D. REPENSER LE TRAVAIL SOCIAL

1. La formation des travailleurs sociaux

La direction générale de la cohésion sociale (DGCS) identifie environ 250 000 travailleurs sociaux agissant en faveur de la lutte contre la pauvreté , tous employeurs confondus (associations, départements, centres communaux d'action sociale, organismes de sécurité sociale, etc .).

Le travail social est peu visible mais joue un rôle fondamental. La question de la valorisation et la reconnaissance des métiers du travail social est lancinante et une réponse est attendue depuis plusieurs années, d'autant plus que le contexte d'intervention des travailleurs sociaux est allé en se complexifiant : augmentation du nombre de personnes devant être accompagnées, apparition de nouvelles problématiques comme celle des mineurs non accompagnés... La crise sanitaire apparaît comme un catalyseur de toutes ces difficultés.
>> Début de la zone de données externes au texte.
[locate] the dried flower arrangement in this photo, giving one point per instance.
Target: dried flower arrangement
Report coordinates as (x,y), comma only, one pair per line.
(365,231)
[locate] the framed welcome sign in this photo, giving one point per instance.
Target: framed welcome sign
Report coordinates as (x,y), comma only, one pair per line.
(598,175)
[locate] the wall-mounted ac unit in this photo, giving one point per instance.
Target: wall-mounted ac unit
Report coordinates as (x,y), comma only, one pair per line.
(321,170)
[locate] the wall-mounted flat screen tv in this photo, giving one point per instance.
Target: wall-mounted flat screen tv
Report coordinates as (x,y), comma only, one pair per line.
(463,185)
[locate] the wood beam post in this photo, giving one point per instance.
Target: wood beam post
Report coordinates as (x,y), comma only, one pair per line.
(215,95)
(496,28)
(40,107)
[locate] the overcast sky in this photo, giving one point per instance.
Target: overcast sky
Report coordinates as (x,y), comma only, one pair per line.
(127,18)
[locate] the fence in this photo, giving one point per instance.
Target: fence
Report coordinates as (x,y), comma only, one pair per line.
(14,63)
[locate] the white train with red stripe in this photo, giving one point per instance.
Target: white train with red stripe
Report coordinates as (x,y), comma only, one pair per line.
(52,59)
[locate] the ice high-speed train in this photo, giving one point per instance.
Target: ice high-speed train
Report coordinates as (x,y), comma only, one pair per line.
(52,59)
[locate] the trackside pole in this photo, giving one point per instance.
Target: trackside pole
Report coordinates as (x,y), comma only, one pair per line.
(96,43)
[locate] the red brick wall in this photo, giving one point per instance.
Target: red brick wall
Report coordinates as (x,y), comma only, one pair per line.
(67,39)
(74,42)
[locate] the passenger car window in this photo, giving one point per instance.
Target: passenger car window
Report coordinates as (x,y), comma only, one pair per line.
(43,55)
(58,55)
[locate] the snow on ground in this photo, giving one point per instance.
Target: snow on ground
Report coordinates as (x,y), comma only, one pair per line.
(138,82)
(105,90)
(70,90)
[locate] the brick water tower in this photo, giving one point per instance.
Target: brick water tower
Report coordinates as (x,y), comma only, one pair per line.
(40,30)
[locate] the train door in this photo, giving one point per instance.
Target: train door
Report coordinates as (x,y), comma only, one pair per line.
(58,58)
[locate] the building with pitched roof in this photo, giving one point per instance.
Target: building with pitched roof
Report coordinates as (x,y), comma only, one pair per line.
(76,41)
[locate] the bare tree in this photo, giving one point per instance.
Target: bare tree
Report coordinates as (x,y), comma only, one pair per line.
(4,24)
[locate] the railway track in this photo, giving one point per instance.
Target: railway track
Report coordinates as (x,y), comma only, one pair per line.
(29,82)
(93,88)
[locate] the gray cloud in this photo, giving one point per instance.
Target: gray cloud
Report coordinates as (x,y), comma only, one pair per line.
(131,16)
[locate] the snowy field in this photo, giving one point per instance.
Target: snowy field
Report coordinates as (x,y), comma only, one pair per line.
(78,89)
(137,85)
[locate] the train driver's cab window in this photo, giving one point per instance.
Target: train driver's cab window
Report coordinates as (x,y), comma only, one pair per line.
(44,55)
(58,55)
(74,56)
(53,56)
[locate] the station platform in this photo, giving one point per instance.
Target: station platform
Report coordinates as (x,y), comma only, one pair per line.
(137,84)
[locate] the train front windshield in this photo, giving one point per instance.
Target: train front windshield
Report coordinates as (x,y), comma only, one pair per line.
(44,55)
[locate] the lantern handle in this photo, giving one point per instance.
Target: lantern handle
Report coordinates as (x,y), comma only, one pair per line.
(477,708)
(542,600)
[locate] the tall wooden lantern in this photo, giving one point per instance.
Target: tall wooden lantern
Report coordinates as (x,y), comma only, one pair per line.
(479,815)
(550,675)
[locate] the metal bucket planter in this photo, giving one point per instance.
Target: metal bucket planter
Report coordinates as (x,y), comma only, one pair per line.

À la suite du rapport « Bourguignon » de 2015 130 ( * ) , qui préconisait notamment la création d'un socle commun de compétences afin de forger une identité commune à l'ensemble des travailleurs sociaux, une réforme des diplômes d'État en travail social a été engagée. Après que les diplômes post-baccalauréat ont été portés au grade de licence en 2018, le diplôme d'État d'accompagnant éducatif et social a été rénové. Les travaux actuels portent sur les deux diplômes d'encadrement du travail social et se poursuivront jusqu'en 2023 avec les diplômes de moniteur éducateur et de technicien d'intervention sociale et familiale.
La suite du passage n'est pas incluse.